American 71 Heavy, contact departure 126.47
- Jan 17, 2006
- Reaction score
The Dornier Do 31 was a promising jet VTOL transport that flew in the late 1960s to mid-1970s before being cancelled due to a variety of factors, from technical concerns to political changes within NATO. First of all, some pictures of the actual aircraft demonstrator my illustration is based upon:
Good pictures of the demonstrator in flight
In the early 1961 NATO issued NBMR-3 (NATO Basic Military Requirement 3) which called for a Mach 2-capable VTOL fighter. Though the political and technical saga that stemmed from NBMR-3 is beyond what I wanted to cover here, suffice to say many promising concepts were sidelined via bad political decisions (most prominently the Hawker P.1154 VTOL fighter which would have been more impressive than the Harrier). In conjunction with NBMR-3 was also the release of NBMR-4 which called for designs for a jet VTOL transport to support the VTOL fighter force in the field. In February 1962 the German company Dornier began development of their candidate which would be the only design to reach flight testing. In 1967 the Do 31E began test flying and it featured two Pegasus engines under each wing for lift and cruise, plus eight Rolls-Royce RB.162 lift jets, four each in wingtip pods for jet lift.
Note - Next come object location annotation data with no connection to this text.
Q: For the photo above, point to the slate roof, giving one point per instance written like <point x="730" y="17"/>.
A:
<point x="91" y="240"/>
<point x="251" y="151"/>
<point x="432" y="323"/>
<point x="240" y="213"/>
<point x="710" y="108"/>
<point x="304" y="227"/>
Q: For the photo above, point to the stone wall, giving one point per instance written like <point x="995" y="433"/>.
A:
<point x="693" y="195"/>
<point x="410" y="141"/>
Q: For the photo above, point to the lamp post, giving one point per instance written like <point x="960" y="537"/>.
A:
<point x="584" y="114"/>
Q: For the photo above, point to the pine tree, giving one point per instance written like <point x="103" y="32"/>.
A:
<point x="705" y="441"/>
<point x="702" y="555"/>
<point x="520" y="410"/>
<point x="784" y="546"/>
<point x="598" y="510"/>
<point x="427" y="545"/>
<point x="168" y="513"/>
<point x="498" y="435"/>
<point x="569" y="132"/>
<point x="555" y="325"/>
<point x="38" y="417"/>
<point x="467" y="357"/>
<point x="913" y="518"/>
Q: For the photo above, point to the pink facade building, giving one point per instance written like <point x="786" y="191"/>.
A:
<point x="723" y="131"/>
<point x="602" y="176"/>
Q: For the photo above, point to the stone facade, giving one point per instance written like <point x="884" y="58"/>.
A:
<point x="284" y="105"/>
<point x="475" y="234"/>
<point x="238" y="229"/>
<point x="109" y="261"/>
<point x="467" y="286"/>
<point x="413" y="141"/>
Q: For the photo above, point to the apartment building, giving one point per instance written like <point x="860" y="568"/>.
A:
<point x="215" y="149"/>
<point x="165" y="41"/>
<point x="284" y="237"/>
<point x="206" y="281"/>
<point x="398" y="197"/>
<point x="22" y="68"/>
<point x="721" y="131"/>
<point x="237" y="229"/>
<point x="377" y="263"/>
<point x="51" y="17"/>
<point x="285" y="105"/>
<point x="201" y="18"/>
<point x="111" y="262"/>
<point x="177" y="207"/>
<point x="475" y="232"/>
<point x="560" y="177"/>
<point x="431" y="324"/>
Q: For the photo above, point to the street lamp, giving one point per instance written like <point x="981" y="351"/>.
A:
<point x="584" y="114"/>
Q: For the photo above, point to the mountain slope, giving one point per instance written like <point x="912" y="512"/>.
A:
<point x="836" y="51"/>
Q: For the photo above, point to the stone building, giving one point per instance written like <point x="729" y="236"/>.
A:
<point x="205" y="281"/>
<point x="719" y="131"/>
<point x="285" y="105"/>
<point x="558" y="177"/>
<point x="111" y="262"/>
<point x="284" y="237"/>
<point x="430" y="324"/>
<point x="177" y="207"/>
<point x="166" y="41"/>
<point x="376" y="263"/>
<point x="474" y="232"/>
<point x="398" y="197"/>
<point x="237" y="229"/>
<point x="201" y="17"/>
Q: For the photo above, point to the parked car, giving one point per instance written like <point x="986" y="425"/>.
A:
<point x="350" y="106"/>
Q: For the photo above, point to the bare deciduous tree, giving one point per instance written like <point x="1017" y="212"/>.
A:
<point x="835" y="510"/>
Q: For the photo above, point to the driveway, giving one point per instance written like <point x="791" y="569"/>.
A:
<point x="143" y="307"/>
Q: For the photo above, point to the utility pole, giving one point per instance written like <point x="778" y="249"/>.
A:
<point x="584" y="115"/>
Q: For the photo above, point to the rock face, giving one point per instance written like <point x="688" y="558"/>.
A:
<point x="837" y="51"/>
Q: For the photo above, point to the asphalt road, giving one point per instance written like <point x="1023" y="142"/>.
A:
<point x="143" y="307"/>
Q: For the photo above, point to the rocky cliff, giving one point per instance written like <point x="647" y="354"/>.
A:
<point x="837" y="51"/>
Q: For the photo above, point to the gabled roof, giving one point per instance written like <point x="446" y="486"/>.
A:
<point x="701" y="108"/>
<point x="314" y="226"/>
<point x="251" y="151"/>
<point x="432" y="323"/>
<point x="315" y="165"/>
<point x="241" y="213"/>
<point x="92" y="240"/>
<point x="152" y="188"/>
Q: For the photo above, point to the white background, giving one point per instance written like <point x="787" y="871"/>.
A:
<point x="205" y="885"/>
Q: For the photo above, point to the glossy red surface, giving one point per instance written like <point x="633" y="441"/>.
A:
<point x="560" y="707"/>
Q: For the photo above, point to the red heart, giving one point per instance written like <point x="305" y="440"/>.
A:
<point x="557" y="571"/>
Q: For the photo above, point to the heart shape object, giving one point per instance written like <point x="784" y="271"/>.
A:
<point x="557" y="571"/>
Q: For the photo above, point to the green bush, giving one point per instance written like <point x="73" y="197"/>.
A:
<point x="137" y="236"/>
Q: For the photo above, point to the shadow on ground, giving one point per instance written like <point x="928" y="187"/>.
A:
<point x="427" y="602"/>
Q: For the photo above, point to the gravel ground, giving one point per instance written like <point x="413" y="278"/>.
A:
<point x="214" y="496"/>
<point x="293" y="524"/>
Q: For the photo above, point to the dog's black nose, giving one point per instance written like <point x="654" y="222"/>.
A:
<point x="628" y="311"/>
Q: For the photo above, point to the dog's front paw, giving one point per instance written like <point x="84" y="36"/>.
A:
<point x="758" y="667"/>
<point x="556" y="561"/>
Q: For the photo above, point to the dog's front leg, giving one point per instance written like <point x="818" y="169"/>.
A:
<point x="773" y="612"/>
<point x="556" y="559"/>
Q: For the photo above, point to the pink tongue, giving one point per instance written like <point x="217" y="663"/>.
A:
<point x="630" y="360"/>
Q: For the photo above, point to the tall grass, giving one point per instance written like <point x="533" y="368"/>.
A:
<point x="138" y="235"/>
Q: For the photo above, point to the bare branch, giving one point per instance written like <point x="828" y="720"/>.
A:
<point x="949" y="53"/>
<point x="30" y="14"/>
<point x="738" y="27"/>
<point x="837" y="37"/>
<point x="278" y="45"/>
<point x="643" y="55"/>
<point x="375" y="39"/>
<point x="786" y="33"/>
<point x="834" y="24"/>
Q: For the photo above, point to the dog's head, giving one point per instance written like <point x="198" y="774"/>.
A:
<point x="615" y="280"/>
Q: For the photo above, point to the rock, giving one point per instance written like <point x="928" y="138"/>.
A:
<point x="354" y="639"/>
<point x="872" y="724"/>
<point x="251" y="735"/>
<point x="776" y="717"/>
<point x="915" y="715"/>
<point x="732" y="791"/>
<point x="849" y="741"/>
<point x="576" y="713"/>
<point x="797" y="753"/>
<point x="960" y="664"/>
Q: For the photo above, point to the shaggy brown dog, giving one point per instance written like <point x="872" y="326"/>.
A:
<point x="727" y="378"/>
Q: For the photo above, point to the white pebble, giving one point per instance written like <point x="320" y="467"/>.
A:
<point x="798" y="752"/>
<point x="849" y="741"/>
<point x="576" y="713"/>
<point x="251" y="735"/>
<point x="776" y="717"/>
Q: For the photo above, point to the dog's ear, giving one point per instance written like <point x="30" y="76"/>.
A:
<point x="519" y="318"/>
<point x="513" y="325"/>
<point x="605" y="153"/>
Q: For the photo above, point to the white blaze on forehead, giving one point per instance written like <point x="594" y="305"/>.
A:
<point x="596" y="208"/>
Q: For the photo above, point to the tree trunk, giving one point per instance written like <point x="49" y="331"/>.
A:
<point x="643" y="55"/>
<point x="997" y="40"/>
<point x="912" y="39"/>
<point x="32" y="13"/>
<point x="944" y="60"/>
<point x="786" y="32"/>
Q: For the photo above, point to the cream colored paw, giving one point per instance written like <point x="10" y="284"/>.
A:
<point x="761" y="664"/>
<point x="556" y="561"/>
Flown extensively, the primary insurmountable technical challenges that the Dornier team faced were the weight and complexity from having 10 engines, the drag from the wingtip pods, and safety issues in the event of one of the Pegasus engines shutting down while in hover. It would ultimately be cancelled in 1970.
But suppose there was a niche for a jet VTOL? It's not an ideal replacement for a helicopter (it's less efficient in hover) and it's not an ideal replacement for a conventional transport (it's less efficient in cruise), but there might be specialized roles where it might be worthwhile.
Technically the Do 31E was meant only as a demonstrator, but suppose the costs of the day dictated a minimum change version of the prototype to save time and money rather than pursue the more advanced versions Dornier had on the drawing board. Above is a Do 31 illustration in the colors of the Marineflieger's search and rescue fleet (which at the time and to this day are carried out by Westland/Sikorsky Sea King helicopters). I've added an underfuselage radome to house a weather/search radar. Given the relatively small size of the Baltic Sea and adjacent waters, the limited range of the Do 31 in the SAR role might have been offset by the promise of greater speed. MFG5 is the current operator of the Marineflieger's SAR helo fleet.
Suppose that the US special forces would also have a niche role for the Do 31- fast insertion and recovery of units behind enemy lines. The Do 31 according to the test pilots that flew the aircraft reported the plane was light on the controls and handled like a fighter jet- so this version (dubbed the HV-31A) is in Southeast Asia camouflage colors commonly used on USAF aircraft in the 1970s, even outside of Southeast Asia. I've kept the underfuselage radome, but added a refuelling probe, external tanks on stub wings as well as radar warning receivers (RWRs) on the nose and aft fuselage tailcone.